We used to have a transport sector support programme of US$48 million, started in April 2000, and funded by Danida. Had this programme been undertaken to completion, it could have created employment opportunities and enhanced trade through efficient movement of commodities within the country and the region.

In addition, a labour-based roads and rehabilitation works programme, established in October 1995, and funded by the Swedish government to the tune US$15,1 million, was aimed at rehabilitating 116 km of roads as well as training indigenous small-scale road contractors. This was meant to enhance entrepreneurial skills and capacity building for the rural population.
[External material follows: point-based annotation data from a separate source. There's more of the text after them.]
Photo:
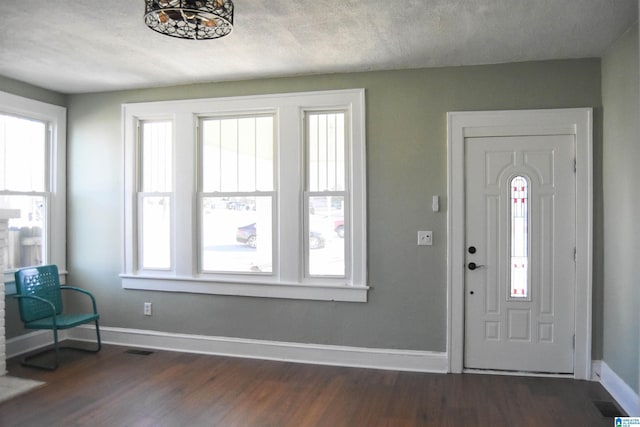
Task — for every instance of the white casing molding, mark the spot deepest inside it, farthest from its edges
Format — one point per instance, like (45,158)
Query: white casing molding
(626,397)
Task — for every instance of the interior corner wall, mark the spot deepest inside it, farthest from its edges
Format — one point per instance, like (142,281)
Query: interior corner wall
(621,174)
(406,166)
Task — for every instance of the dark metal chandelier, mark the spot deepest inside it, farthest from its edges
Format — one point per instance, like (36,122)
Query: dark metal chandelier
(190,19)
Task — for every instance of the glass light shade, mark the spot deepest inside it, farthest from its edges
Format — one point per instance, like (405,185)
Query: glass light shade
(190,19)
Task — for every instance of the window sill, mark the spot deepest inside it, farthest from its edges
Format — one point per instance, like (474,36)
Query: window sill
(322,292)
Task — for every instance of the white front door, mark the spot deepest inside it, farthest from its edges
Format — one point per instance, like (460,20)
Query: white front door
(520,236)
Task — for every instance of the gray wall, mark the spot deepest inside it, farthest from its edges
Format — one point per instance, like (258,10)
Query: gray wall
(621,155)
(406,143)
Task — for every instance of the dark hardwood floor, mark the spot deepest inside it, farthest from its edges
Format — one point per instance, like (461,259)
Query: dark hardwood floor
(117,388)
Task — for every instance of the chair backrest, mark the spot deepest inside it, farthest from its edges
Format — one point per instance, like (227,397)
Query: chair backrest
(42,281)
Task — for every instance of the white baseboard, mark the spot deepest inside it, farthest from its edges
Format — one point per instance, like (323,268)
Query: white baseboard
(391,359)
(626,397)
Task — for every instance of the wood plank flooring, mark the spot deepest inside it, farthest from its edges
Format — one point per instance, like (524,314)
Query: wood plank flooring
(117,388)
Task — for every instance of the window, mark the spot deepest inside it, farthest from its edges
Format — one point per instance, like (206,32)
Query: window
(32,178)
(519,238)
(258,196)
(237,195)
(154,197)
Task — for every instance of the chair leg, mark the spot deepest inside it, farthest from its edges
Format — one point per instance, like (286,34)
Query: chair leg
(26,361)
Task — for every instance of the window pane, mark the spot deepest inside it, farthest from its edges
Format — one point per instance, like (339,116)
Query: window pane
(325,242)
(326,151)
(237,234)
(22,154)
(519,238)
(237,154)
(25,238)
(156,232)
(156,156)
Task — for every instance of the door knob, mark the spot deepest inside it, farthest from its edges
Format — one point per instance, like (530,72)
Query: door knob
(473,266)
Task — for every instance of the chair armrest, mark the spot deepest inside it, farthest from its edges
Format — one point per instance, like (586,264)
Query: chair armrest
(84,291)
(42,300)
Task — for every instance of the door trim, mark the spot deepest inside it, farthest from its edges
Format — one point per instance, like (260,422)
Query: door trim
(577,122)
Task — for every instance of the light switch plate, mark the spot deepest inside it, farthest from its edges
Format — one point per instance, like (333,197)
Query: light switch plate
(425,238)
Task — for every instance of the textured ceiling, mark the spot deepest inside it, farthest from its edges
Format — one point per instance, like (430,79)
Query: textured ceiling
(75,46)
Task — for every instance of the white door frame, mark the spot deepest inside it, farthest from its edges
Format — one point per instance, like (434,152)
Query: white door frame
(577,122)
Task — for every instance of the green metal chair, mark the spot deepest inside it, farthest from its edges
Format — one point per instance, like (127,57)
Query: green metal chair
(40,303)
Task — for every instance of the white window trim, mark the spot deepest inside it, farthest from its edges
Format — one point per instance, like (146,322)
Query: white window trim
(288,279)
(56,119)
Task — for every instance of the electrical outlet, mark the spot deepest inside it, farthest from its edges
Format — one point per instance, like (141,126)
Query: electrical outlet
(425,238)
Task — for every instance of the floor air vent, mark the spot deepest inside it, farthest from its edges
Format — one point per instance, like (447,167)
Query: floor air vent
(139,352)
(608,409)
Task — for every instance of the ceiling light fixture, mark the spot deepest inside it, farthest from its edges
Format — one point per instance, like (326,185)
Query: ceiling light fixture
(190,19)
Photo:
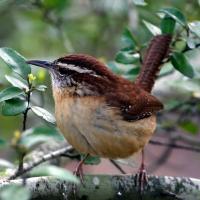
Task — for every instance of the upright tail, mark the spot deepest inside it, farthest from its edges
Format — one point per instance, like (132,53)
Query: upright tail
(156,52)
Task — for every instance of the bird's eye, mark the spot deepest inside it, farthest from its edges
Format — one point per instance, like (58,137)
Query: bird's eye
(62,71)
(65,72)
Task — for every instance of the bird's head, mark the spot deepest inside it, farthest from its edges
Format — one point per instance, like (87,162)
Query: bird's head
(80,71)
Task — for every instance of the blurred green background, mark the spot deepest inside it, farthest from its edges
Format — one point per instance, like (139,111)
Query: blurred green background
(49,29)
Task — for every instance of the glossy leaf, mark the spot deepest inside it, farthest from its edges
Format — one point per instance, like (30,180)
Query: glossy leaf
(55,4)
(3,143)
(6,164)
(195,28)
(13,107)
(44,114)
(139,2)
(14,192)
(166,69)
(10,93)
(152,28)
(113,66)
(35,136)
(41,88)
(176,14)
(134,71)
(15,61)
(57,172)
(180,63)
(190,127)
(167,25)
(127,58)
(17,82)
(128,42)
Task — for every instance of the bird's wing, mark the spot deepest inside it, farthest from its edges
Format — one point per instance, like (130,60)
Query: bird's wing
(134,105)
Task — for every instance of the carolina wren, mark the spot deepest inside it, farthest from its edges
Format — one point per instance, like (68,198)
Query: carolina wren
(101,113)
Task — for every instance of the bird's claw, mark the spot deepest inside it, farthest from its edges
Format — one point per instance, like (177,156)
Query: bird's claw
(141,179)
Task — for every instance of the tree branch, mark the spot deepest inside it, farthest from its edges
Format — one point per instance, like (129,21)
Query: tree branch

However, no new programmes have been put in place because of Sweden’s suspension of cooperation with Zimbabwe.

Health sector

Danida has also suspended the US$29,7 million health sector support programmes established in May 2000 as a result of the land reform programme. Zimbabwe’s grant application for funding for its HIV and Aids programmes to the Global Fund for Aids was also rejected on political grounds.
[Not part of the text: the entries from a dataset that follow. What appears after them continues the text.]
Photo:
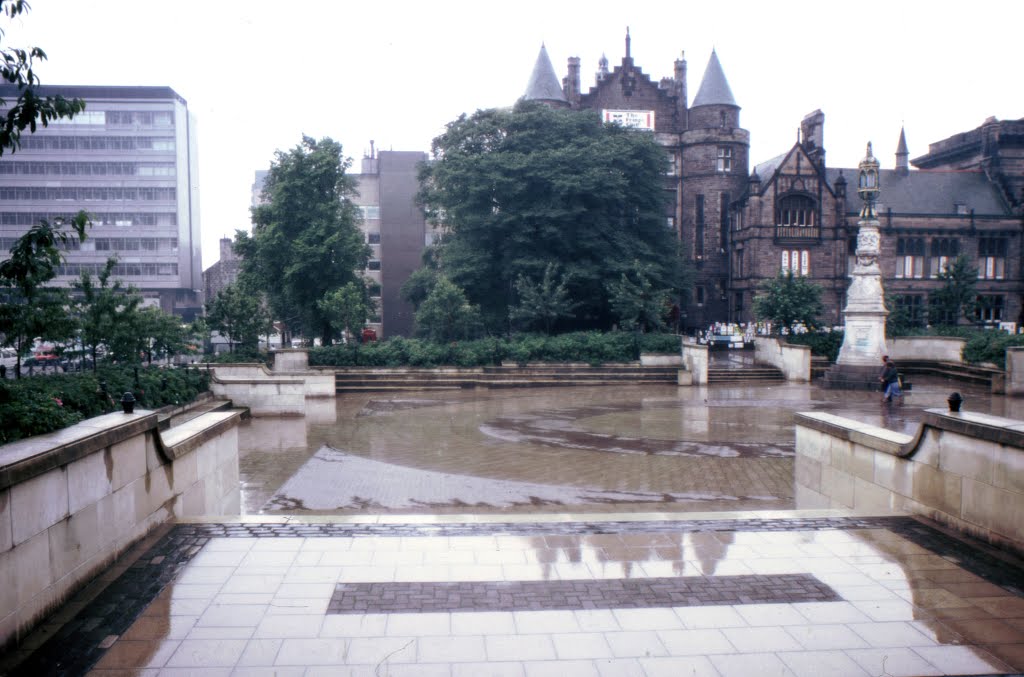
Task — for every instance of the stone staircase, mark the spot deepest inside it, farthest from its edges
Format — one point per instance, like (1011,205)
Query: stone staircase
(957,371)
(745,374)
(532,376)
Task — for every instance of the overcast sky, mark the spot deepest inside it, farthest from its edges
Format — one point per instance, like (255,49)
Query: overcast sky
(258,74)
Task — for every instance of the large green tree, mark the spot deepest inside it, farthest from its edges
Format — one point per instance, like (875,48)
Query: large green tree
(105,312)
(305,240)
(544,302)
(957,297)
(637,303)
(348,308)
(788,299)
(519,188)
(17,67)
(445,314)
(30,307)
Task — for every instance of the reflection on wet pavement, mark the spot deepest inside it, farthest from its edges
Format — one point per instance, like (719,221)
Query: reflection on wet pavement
(801,596)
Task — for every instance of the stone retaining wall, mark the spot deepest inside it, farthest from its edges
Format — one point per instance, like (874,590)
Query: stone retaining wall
(73,501)
(695,362)
(965,470)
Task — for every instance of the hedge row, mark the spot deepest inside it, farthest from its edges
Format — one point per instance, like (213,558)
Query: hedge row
(33,406)
(982,345)
(591,347)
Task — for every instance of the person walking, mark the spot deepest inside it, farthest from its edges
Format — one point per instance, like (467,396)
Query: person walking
(890,380)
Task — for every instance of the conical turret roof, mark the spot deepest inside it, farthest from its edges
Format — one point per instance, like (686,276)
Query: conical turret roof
(544,85)
(714,87)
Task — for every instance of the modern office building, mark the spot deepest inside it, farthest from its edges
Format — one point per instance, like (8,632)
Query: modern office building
(393,226)
(395,229)
(130,162)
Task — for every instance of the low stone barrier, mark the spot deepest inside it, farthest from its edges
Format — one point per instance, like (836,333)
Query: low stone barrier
(74,500)
(1014,380)
(660,360)
(963,469)
(933,348)
(695,365)
(793,361)
(263,396)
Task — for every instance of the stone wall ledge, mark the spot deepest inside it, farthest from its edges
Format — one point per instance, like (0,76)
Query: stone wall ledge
(980,426)
(25,459)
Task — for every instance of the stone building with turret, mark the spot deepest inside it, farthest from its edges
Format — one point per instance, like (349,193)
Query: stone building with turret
(794,212)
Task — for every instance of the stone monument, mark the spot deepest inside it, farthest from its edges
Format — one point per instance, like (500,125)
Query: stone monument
(864,316)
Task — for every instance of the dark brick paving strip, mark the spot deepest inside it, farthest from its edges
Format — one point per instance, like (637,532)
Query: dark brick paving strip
(75,648)
(547,595)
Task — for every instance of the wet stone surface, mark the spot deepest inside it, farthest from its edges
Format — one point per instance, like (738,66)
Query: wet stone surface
(541,595)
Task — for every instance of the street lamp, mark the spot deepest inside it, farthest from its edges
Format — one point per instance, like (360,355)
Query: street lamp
(868,185)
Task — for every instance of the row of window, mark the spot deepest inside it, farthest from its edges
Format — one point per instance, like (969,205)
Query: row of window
(120,119)
(989,308)
(723,162)
(121,269)
(82,194)
(87,168)
(55,142)
(103,218)
(110,244)
(910,262)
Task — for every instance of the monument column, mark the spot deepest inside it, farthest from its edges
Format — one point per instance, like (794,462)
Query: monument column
(864,316)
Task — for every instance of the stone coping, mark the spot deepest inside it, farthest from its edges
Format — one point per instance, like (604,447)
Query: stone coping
(189,435)
(25,459)
(981,426)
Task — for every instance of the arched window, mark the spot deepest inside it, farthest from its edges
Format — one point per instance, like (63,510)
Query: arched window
(797,210)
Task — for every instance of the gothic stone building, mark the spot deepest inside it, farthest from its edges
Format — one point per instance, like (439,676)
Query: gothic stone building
(794,212)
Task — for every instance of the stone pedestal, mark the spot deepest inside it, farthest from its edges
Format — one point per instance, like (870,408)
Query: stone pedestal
(864,319)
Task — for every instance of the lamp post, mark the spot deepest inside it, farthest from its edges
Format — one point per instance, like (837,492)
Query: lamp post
(864,315)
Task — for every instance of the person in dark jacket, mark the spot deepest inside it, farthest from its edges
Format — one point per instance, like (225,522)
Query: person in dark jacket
(890,380)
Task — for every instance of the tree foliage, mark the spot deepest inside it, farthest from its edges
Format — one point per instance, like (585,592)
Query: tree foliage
(239,313)
(788,299)
(637,303)
(105,313)
(29,110)
(445,314)
(347,308)
(543,303)
(518,189)
(305,240)
(30,308)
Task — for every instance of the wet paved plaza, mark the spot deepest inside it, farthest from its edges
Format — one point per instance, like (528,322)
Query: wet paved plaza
(549,532)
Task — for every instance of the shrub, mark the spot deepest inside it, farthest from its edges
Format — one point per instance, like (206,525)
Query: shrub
(33,406)
(592,347)
(825,344)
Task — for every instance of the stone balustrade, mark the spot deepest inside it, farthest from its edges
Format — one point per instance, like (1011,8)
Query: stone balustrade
(793,361)
(74,500)
(695,361)
(963,469)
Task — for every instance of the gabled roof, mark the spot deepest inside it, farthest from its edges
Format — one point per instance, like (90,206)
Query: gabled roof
(714,87)
(934,192)
(544,85)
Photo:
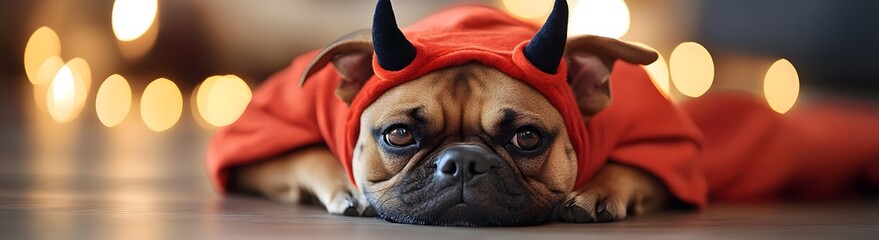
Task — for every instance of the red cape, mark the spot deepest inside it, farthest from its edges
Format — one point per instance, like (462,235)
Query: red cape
(641,127)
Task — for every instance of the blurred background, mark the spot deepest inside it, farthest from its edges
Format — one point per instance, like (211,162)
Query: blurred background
(131,90)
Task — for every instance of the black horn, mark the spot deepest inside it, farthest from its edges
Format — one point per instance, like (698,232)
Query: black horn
(547,47)
(393,50)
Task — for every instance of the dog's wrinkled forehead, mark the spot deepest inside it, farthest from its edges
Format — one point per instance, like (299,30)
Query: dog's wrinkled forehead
(472,94)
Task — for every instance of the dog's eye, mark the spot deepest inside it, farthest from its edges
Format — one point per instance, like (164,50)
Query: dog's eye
(399,137)
(527,139)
Three-quarters of the equipment in hospitals in the capital, Harare, are not functional and this has had serious repercussions on the ordinary people. In the backdrop of an already overburdened health delivery system, many Zimbabweans are now finding it difficult to access affordable health facilities and drugs, particularly anti-retrovirals for HIV and Aids patients.

The City of Harare’s health department immensely benefited from the various joint research projects with international stakeholders. These projects have since been terminated. The department used to benefit from such projects, as after their completion, it took over the equipment used for the research projects.

The sanctions have also indirectly resulted in the relocation of the World Health Organisation’s regional offices to Congo Brazzaville, accompanied by retrenchment of Zimbabweans formerly employed by the WHO.

Regional cooperation

Sanctions are affecting the smooth running of regional groupings such as Sadc and Comesa. The European Union, through the European Fund, compensates Comesa member-states for revenue losses suffered under the tariff phase-down exercise under specific conditions which take into account macroeconomic policies and governance issues.

Zimbabwe has not benefited from the fund and this could affect, in the long-term, its tariff reduction process in line with other countries in Comesa, thereby undermining regional integration initiatives.

In 2000, the US enacted a new law called the African Growth and Opportunity Act (Agoa), which offers tangible incentives for African countries to open their economies, build free markets and embrace political pluralism.

Those countries that adopt free market principles and are perceived to adhere to the rule of law and respect human rights are, therefore, eligible under Agoa to export a wide range of goods to the US duty-free.

In a single year, Agoa led to an increase in exports from Africa to the US by more than 1 000%, generating nearly US$1 billion in investment and creating thousand of jobs. This increase in trade included a diverse list of products, among them apparel, cut flowers and processed agricultural goods.

Thirty-seven African countries have met the Agoa criteria and are eligible for the trade incentives. Zimbabwe does not enjoy any preferential trade under Agoa because of the sanctions imposed on it by the US.

It is, therefore, evident from the above that sanctions imposed on Zimbabwe have adversely affected vulnerable groups and the economy in general. Significant progress that the country had made in the development of infrastructure, health and social service delivery systems has been severely affected by the imposition of sanctions.

The protracted foreign currency shortages that the country has been facing since 2000 have crippled the operations of industry, which heavily rely on imported inputs for their daily operations.

Decline in the key sectors of the economy have occasioned high unemployment, an inefficient health delivery system, reduction in FDI and the drying up of balance of payments support. On the whole, sanctions are partly responsible for the decline in economic activity over the last seven years. — Africa Business.